Circus Ronaldo - Amortale - Photo Benny De Grove

Circus Ronaldo: Amortale

Circus Ronaldo - Amortale - Photo Benny De GroveCircus Ronaldo’s publicity and programme for Amortale are contrarily earnest: we’re told about the the rich traditions of a sixth-generation travelling family circus, the nostalgia for a primal theatre not understood but experienced, the meeting of tragedy and trivia. But although it encompasses all of these things, the show is fundamentally a comic performance of a performance going catastrophically wrong. It is structurally and narratively in a trope familiar enough in physical and visual work but perhaps even more celebrated in more mainstream theatre: in Frayn’s Noises Off or the current all-conquering brand of The Play That Goes Wrong. The troupe are, we are told early on, ‘tired of being funny.’ Instead they will present to us the story of Adam and Eve, and a heroic puppet opera. This they do, although their efforts are constantly undermined by incompetence, infighting between the cast and crew, disintegrating sets, power cuts, and other inconveniences.

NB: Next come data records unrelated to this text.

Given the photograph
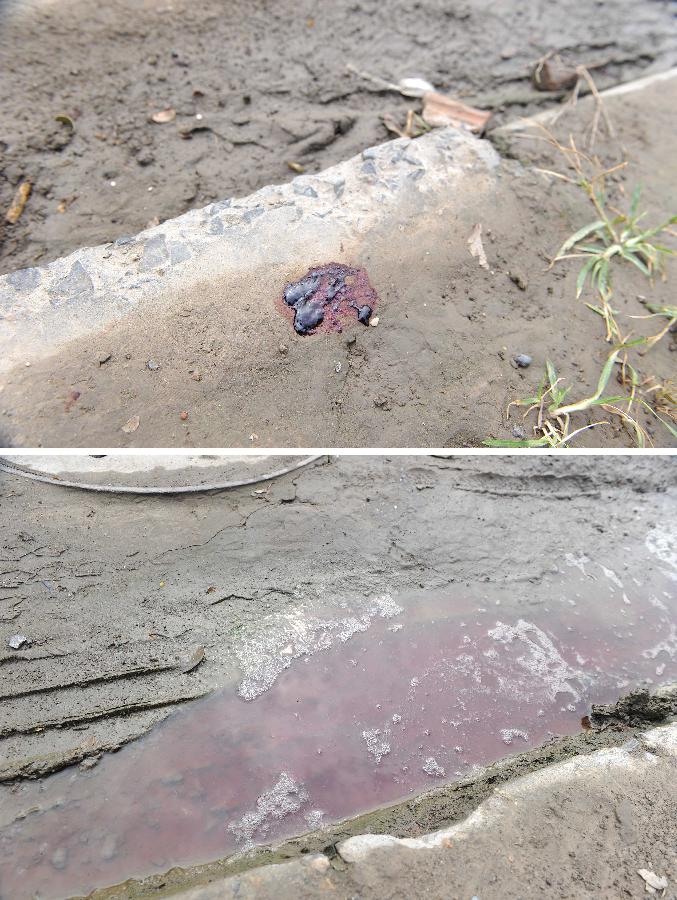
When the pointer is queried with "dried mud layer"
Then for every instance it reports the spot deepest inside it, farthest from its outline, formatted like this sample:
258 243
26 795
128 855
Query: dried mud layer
255 87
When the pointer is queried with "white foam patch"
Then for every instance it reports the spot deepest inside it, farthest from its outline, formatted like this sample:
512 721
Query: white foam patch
611 575
275 642
541 672
433 768
669 646
662 542
283 799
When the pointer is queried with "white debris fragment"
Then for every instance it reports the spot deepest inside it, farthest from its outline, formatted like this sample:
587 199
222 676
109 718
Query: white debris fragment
386 606
433 768
272 644
662 543
378 742
283 799
17 641
509 734
476 247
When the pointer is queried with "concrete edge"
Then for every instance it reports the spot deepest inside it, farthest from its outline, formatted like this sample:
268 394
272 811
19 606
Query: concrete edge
657 742
629 87
41 308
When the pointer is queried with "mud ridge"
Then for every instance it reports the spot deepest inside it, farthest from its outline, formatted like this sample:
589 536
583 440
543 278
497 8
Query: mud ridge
611 725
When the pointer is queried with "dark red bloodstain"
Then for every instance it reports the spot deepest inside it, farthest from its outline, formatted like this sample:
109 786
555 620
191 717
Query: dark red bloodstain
327 297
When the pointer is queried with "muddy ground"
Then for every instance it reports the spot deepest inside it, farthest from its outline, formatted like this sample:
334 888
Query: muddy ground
270 82
124 583
116 593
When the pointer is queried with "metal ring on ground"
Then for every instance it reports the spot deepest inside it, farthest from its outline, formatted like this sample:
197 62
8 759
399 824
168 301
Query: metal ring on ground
6 466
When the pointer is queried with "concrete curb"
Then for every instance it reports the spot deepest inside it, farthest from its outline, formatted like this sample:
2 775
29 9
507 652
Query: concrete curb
43 308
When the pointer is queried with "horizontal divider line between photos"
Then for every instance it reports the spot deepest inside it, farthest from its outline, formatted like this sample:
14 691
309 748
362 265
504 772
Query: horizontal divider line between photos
336 451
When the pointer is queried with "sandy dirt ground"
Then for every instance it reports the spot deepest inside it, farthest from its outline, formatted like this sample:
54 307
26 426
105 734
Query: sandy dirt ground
270 83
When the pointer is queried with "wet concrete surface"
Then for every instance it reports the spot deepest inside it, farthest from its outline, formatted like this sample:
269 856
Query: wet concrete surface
426 689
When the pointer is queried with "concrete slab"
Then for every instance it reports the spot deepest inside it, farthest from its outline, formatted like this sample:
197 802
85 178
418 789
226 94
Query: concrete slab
200 298
360 596
597 825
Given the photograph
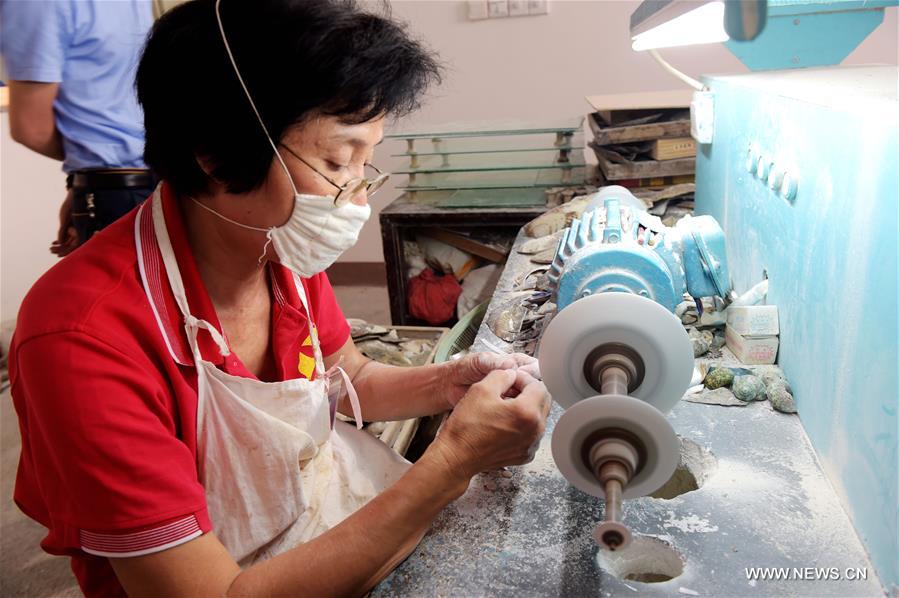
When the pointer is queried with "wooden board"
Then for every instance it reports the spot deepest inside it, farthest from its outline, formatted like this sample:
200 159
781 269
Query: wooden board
673 147
488 252
603 135
615 168
672 98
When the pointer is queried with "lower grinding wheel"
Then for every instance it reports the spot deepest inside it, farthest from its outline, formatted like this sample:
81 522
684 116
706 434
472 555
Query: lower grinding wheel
616 412
653 332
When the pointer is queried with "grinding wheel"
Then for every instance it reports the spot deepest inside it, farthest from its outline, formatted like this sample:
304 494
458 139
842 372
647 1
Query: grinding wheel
653 332
615 413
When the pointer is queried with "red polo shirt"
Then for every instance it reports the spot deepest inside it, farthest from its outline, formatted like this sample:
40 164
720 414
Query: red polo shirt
107 403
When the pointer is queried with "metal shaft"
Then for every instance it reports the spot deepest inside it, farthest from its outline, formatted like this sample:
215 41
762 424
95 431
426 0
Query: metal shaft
611 533
615 381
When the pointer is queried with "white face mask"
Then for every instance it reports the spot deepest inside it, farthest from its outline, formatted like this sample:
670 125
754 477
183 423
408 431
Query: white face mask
317 232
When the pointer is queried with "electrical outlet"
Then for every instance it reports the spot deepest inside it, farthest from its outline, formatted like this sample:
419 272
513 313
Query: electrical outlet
518 8
702 116
498 8
538 7
477 10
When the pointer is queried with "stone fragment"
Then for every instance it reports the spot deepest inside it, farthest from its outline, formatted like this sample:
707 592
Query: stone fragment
780 397
718 378
719 396
749 388
718 341
701 341
771 374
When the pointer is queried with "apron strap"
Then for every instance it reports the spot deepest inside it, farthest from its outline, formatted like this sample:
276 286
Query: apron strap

A show like this needs strong characters who can intrigue in their performance and also their ‘backstage’ roles, and here they are broadly stock characters  the autocratic ringmaster trying to hold things together, the aloofly pretty young female artiste, the aging mezzo who thinks she’s a soprano (while everyone else thinks she should stick to being the accompanist), the self-important baritone, the stagehand on the make, and so on – but all richly detailed and properly set up with their own objectives, dreams, and grievances.

A show like this in a circus/visual theatre form needs, of course, to include a lot that goes right as everything goes wrong, some straightforward elements of skill and spectacle. Supported by the backbone of expert clowning, we have tightrope-walking in high heels, an astonishing balancing and juggling act, moments of stage bravura and beauty like the sudden transformation of a puppet into a full-scale human moonlit trapeze act, accomplished live music. There is an abundance of technical spectacle too, with explosions, fire-breathing puppets, rain on stage. As a puppeteer one tries not to take it personally when puppetry is not among these skills – although the puppets are beautifully and ingeniously crafted, the operation is all intentionally unfocused dolly-waggling, in that comic tradition of being symbolic rather than actual theatricality.

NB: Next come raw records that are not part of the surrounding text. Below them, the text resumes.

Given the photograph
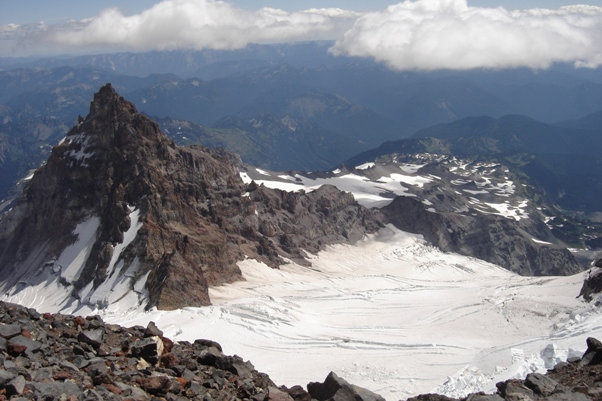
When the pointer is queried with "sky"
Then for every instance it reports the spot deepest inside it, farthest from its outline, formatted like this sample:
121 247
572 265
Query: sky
404 35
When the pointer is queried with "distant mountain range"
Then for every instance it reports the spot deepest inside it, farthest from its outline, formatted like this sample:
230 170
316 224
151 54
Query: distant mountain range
297 107
564 159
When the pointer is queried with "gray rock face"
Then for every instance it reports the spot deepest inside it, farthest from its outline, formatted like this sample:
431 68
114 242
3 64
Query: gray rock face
592 285
492 238
198 218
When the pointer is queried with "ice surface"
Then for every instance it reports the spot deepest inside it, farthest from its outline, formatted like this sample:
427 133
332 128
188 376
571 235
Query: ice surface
72 259
391 314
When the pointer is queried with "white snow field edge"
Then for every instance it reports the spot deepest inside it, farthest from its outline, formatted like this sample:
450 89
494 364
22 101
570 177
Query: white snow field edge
391 314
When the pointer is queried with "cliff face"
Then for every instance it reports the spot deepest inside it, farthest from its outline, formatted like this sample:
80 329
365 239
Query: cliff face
488 237
119 205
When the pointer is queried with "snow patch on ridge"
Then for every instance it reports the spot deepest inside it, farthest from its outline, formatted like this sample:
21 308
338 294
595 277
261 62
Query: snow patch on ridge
118 284
73 258
372 312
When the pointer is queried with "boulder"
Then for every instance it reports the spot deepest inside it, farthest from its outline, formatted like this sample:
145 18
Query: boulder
338 389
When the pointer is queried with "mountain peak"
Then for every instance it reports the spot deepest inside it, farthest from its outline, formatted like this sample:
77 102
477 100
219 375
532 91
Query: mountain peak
120 212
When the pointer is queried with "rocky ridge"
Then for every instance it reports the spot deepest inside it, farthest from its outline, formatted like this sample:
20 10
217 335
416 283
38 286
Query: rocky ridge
161 220
53 356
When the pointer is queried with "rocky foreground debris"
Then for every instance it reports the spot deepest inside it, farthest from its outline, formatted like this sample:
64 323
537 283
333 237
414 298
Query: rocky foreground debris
61 357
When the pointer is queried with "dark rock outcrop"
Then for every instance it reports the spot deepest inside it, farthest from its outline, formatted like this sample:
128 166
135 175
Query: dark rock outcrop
335 388
593 283
197 218
488 237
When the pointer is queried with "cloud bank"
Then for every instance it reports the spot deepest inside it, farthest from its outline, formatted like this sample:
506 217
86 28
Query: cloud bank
419 34
192 24
448 34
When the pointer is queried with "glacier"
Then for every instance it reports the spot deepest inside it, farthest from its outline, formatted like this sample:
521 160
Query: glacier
390 313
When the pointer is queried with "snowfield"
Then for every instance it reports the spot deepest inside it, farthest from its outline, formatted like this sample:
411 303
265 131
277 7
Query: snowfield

The most put-upon of the clowns also makes puppets – his crude ‘pinocchios’ that are various sizes of wood (and other things) with a stick-nose stuck through them. He tries to sell us these for £50 and then begins an extended audience interaction sequence when one of us is accused of stealing one.

Throughout, in fact, the audience are held closely, played to and listened to, and in this very large theatre we feel as intimately involved as we would in the big top it was originally designed for: a hallmark of a great clown show.

So. It’s not, perhaps, radically innovative. But Amortale is a hugely entertaining, warmly big-hearted, spectacularly skilful show. A real treat.